Rationale: Designing experiments to manipulate predicted intermediate steps is the best way to test the proposed mechanism because it directly tests the validity of the proposed mechanism by manipulating the specific steps involved. This approach allows for empirical validation of the proposed mechanism and provides concrete evidence to support or refute it. Simulating the reaction using computer models may provide some insights but does not directly test the mechanism. Comparing the reaction to similar known reactions can provide some context but does not directly test the proposed mechanism. Publishing the mechanism in a scientific journal is important for sharing findings but does not constitute a test of the mechanism itself.

4. Antigenic variation, a common strategy used by some viruses, allows them to:

A. Produce toxins
B. Evade the immune system
C. Survive outside a host
D. Replicate rapidly

Correct answer: B

Rationale: Rationale: Antigenic variation is a strategy used by some viruses to evade the host's immune response. By constantly changing their surface antigens, viruses can avoid recognition and destruction by the immune system. This allows the virus to persist in the host and continue replicating, leading to prolonged infection and potential transmission to other hosts. Antigenic variation does not directly involve the production of toxins, survival outside a host, or rapid replication, making options A, C, and D incorrect in this context.

5. What is the difference between homologous chromosomes and sister chromatids?

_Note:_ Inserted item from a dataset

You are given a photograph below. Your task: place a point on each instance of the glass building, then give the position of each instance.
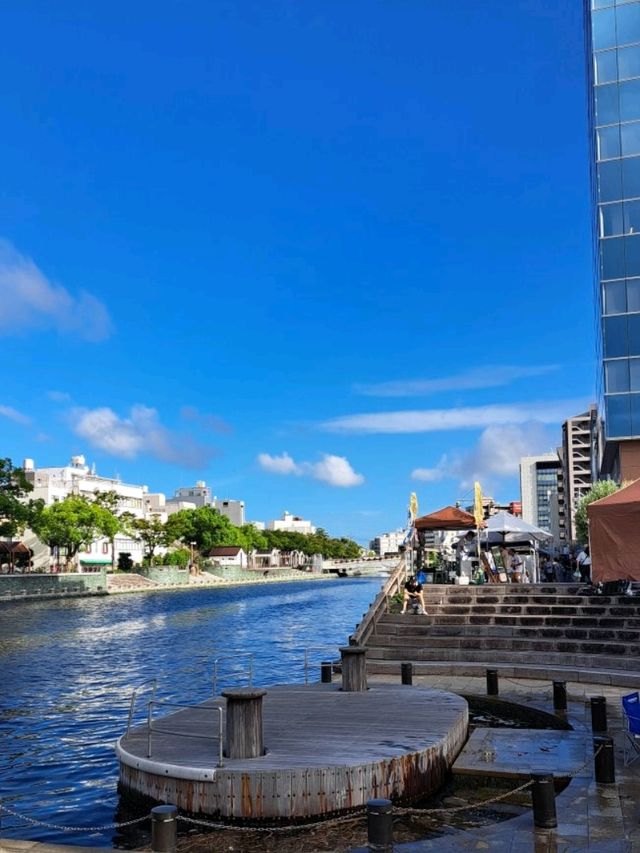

A. Homologous chromosomes have the same genes but may have different alleles, while sister chromatids are identical copies of the same chromosome.
B. Homologous chromosomes are only found in diploid cells, while sister chromatids are found in both haploid and diploid cells.
C. Both homologous chromosomes and sister chromatids are genetically identical, but only sister chromatids separate during mitosis.
D. Both homologous chromosomes and sister chromatids can separate during mitosis, but only homologous chromosomes have different alleles.

Correct answer: A

Rationale: Rationale: - Homologous chromosomes are pairs of chromosomes that have the same genes in the same order, one from each parent. While they carry the same genes, they may have different alleles (variants of a gene). - Sister chromatids are exact copies of each other, formed during DNA replication. They are held together by a centromere and are produced during the S phase of the cell cycle. - During meiosis, homologous chromosomes pair up and exchange genetic material through crossing over, leading to genetic variation. Sister chromatids separate during mitosis to ensure each daughter cell receives an identical copy of the genetic material.

6. Which of the following is a property of amphiprotic substances?

A. React with acids only
B. React with bases only
C. Can act as both acids and bases
D. Are inert in chemical reactions

Correct answer: C

Rationale: Amphiprotic substances can donate or accept a proton, so they can act as both acids and bases. The other choices do not accurately describe amphiprotic substances.